Australian investors can cash in on the global AI megatrend without the hassle of investing in single companies, with these ETFs offering diversified risk.
Risks to Consider
Investing in AI stocks is not without risks. While the potential for long-term growth is compelling, investors should be aware of the following challenges:
- Overvaluation – Many AI stocks, particularly global technology giants like NVIDIA, trade at exceptionally high valuations. While these companies lead innovation, inflated prices may expose investors to significant volatility.
- Execution Risk – Early-stage AI companies, such as BrainChip, still face hurdles in commercialising their technology. The transition from development to widespread adoption is uncertain and may take longer than expected.

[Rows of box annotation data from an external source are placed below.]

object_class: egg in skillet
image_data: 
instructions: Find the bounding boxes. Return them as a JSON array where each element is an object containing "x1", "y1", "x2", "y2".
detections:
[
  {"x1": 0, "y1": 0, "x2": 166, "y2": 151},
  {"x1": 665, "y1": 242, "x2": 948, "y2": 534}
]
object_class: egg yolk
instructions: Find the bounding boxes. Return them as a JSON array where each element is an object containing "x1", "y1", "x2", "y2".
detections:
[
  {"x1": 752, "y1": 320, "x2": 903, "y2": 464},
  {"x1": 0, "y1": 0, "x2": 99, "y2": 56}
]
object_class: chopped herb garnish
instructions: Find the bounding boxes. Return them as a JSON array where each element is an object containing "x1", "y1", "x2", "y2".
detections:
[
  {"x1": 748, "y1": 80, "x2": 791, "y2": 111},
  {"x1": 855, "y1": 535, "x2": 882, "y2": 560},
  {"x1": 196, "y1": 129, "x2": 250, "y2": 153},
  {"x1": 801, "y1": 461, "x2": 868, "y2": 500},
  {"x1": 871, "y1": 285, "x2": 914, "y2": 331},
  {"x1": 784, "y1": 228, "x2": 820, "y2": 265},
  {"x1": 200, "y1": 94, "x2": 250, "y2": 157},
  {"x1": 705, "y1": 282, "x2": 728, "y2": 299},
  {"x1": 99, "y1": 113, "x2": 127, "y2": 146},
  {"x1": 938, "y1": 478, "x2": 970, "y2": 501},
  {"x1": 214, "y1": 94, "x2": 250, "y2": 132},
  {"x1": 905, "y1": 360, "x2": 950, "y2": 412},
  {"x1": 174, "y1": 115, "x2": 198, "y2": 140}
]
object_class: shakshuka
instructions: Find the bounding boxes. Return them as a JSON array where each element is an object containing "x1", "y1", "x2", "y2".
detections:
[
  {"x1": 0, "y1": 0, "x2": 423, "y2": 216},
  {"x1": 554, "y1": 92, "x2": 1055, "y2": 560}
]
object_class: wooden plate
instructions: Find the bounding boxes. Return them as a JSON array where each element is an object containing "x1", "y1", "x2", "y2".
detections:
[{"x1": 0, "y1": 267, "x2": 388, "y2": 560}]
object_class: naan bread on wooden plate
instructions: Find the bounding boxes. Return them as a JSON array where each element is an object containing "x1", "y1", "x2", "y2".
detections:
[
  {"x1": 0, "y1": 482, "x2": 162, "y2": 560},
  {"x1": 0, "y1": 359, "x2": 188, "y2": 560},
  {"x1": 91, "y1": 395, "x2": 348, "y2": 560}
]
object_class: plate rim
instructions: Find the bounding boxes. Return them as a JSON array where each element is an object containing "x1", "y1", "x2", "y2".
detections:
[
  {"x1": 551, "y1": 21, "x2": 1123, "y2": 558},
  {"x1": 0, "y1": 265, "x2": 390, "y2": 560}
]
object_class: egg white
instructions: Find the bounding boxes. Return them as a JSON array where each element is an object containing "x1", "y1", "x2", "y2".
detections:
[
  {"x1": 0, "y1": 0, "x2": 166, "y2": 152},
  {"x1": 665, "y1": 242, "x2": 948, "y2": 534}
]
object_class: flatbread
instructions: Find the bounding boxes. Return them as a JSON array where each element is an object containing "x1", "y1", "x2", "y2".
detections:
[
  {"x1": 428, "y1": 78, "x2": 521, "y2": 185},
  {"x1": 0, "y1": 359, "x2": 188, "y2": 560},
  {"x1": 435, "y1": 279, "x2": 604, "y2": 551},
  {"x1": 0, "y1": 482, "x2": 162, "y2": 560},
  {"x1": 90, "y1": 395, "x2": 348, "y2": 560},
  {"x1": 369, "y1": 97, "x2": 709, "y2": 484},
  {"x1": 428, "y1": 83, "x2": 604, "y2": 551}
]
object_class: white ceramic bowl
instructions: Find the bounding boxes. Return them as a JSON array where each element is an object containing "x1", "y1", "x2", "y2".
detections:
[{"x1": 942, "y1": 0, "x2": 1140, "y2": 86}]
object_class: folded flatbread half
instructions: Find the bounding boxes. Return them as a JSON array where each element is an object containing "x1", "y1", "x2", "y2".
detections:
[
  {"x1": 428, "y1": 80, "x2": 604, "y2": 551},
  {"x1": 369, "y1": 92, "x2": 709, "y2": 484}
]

- Macroeconomic Pressures – Rising interest rates, inflation, and geopolitical tensions can influence investor sentiment and impact the valuation of tech stocks. Economic downturns may lead to reduced investment in AI research and development.

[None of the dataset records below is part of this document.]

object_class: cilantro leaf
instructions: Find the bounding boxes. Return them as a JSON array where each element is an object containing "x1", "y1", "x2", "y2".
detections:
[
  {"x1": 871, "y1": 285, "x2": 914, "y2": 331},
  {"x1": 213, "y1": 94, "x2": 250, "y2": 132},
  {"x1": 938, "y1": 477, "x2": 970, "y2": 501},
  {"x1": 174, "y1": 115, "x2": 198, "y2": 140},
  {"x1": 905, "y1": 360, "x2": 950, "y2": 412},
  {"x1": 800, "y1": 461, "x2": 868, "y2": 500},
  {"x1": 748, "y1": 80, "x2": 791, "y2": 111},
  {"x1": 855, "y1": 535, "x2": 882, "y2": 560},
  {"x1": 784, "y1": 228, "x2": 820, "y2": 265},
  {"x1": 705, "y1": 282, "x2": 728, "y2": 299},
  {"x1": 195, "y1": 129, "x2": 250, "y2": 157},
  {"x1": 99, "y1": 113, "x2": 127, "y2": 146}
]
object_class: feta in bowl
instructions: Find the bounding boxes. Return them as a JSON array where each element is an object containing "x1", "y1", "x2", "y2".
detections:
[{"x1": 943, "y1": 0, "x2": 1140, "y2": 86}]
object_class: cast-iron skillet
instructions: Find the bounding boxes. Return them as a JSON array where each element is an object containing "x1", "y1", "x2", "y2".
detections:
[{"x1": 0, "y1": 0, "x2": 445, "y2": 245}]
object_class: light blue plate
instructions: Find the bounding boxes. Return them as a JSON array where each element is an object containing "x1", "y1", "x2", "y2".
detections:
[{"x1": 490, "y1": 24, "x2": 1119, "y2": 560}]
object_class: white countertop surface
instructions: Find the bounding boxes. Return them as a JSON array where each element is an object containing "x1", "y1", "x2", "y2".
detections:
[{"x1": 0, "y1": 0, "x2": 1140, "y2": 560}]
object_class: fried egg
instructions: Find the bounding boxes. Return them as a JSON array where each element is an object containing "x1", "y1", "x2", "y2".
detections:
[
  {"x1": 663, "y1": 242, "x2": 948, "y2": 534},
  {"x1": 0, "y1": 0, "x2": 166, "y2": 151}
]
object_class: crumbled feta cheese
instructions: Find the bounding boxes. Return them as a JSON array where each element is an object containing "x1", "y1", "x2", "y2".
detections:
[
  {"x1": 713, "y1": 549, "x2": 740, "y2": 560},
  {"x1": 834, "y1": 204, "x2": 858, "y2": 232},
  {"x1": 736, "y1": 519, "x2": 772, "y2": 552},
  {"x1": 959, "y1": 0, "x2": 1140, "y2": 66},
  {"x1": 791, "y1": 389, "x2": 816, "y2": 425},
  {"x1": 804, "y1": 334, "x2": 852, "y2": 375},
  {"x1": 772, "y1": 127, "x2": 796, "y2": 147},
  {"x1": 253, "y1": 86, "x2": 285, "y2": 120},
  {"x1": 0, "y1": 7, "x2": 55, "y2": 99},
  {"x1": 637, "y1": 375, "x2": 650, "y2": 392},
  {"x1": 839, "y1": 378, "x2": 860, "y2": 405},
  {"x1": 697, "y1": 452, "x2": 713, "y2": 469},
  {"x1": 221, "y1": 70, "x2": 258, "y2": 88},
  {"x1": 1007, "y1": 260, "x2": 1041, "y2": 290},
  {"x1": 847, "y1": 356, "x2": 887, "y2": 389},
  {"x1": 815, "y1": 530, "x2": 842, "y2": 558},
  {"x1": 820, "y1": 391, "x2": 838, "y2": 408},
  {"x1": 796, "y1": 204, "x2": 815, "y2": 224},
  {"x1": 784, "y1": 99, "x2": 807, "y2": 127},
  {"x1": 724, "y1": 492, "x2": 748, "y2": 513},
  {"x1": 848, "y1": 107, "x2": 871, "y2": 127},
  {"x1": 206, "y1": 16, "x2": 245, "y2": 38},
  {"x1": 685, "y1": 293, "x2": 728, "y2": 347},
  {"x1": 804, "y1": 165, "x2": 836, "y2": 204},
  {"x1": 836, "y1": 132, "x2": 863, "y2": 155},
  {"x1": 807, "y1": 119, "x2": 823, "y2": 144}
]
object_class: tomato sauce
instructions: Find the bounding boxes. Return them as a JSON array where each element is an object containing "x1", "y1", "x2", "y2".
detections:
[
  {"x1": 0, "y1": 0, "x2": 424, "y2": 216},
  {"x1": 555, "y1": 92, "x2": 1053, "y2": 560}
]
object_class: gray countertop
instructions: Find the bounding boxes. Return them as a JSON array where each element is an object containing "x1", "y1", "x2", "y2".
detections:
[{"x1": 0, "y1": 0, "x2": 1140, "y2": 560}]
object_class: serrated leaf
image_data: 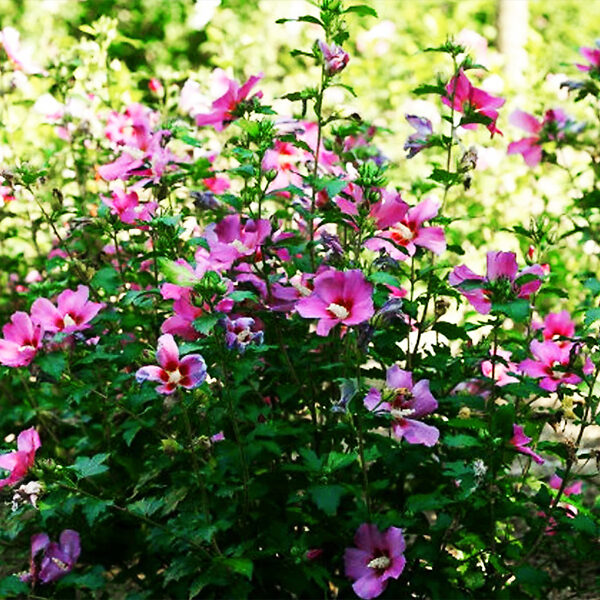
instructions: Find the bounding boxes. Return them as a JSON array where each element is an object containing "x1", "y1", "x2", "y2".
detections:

- Regulatory Scrutiny – Governments worldwide are increasingly focusing on AI ethics, data privacy, and algorithmic accountability. Stricter regulations could impose new compliance costs on AI companies, potentially affecting profitability.
To navigate these risks, investors should take a long-term perspective and ensure they are well-diversified across various AI segments and industries.
Final Thoughts
AI is not just a passing trend, it is a technological revolution that is reshaping industries worldwide. While the market may experience short-term fluctuations, the long-term potential of AI-driven automation, data intelligence, and decentralised computing is undeniable.
For Australian investors looking to gain exposure to AI on the ASX, Nuix, Artrya, and NextDC provide diverse opportunities across different segments of the AI ecosystem. Appen specialises in data annotation and model training, BrainChip focuses on edge AI processing, and NextDC provides the critical infrastructure needed for AI-powered applications.
However, as with any investment, due diligence is essential. Investors should research thoroughly, diversify their portfolios, and maintain a long-term perspective to capitalise on AI’s transformative potential in the years to come.
What are the Best ASX Stocks to invest in right now?
Check our buy/sell stock tips.
FAQs
- Is AI a good long-term investment?
Yes, we believe AI is one of the most transformative technologies of our time. According to PwC, AI could contribute over US$15 trillion to the global economy by 2030. Companies integrating AI into real business applications are likely to see long-term growth.
- What sectors benefit most from AI?
AI is penetrating almost every sector, from healthcare and finance to logistics, energy, and retail. However, companies involved in AI infrastructure (data centres, semiconductors) and data services are particularly well-positioned.
- Are ASX-listed AI stocks worth considering over US tech giants?
It depends on your risk appetite. ASX-listed AI plays like Appen or BrainChip offer early-stage exposure with growth potential but come with higher volatility. US giants like NVIDIA or Microsoft offer more stability but trade at much higher valuations.
- How can I invest in AI through ETFs in Australia?
You can buy ETFs like ASX: RBTZ or ASX: ROBO, which track global AI and robotics companies. These offer diversified exposure and are available through most Australian brokers.
- What’s the biggest risk when investing in AI stocks?
The biggest risks are overhyped valuations and execution challenges, especially for companies still scaling their tech. Additionally, regulatory changes around AI ethics and data privacy could impact future profitability.